In 2014, voters approved a ballot measure known as Proposition 47 which reclassified nonviolent theft as a misdemeanor as long as the total value of goods stolen is less than $950. The move was backed by progressives but several retail executives, police officers and local officials have pointed to Prop 47 as an incentive for criminals.

The city’s Democratic District Attorney Chesa Boudin, who took office in January 2020, has similarly made decreasing penalties for nonviolent offenders a core part of his agenda. He has also worked to ban cash bail, reduce prison sentences and even said his office would not prosecute public urination in a city where improper waste disposal has been an issue for years.

Boudin said in February 2020 that his office would no longer prosecute contraband charges that originated from minor traffic infractions. He also promised to stop using gang affiliation status in sentencing. He suggested, as other progressives have, that tougher crime laws are both exploitative and racist.

“Pretextual stops and sentencing enhancements based on who you know rather than what you did are relics of the tough-on-crime era that failed to make us safer,” Boudin said at the time. “Instead, they led to mass incarceration, targeted innocent black and brown drivers, and increased recidivism. They stand in the way of fairness and justice.”

Kate Chatfield, a senior official at the District Attorney’s office, linked fear of a crime surge to racism and white supremacy in a tweet responding to a San Francisco resident who expressed concerns on Twitter that the city is becoming less safe.

In recent years, a progressive pushback against tough-on-crime prosecutors and lawmakers has been taking place in cities across the country. Congressional Democrats including members of “the Squad” have also helped mainstream opposition to tough-on-crime laws and police departments, which progressives often point to as examples of “systemic racism.”

California Retailers Association president Rachel Michelin told the Daily Caller that the issue of retail crime “is not a new one” and industry groups have been working with law enforcement and governments to deal with offenders, especially organized crime rings that “prey on retailers, both large and small.”

Michelin said laws like Prop 47 “probably add to” an increase in crime and noted there have been issues working with local law enforcement and elected officials because the legal environment has not deterred either larceny or organized retail crime.

“We need to make sure that when these folks go into a city, they know that if they’re caught, they’re going to be prosecuted and they’re going to be held accountable for their crimes,” she said. “And that’s where we’re running into some of the problems.”

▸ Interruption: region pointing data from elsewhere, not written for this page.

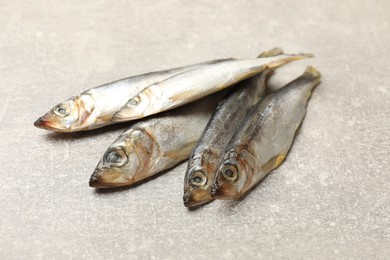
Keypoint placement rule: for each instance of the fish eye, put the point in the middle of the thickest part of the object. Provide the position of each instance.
(230, 172)
(135, 101)
(116, 157)
(198, 178)
(62, 110)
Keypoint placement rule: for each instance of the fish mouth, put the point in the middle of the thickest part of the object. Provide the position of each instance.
(46, 124)
(41, 123)
(224, 191)
(107, 179)
(196, 198)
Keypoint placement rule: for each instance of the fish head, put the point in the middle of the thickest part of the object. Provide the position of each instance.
(128, 160)
(67, 116)
(198, 180)
(234, 175)
(134, 108)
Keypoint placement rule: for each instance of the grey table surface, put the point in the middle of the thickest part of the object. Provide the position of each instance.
(330, 199)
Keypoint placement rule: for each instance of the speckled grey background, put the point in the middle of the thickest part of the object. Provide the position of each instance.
(330, 199)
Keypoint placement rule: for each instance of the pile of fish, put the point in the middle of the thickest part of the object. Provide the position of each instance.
(217, 114)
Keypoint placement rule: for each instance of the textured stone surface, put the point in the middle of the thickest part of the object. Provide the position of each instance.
(331, 198)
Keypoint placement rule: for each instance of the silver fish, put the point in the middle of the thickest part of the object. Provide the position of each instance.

Michelin also told the Caller that Democratic California Gov. Gavin Newsom has been “very supportive” of industry efforts and his latest budget allocates $5.7 million toward an organized retail crime task force. But she stressed the need for local leadership in order to address rising crime rates in the long-term.

“The question is whether there is leadership — particularly at the local level — in San Francisco to make that happen,” she said. “Unless we have everyone on the same page — particularly law enforcement, the District Attorney and elected officials — it’s going to continue to fester.”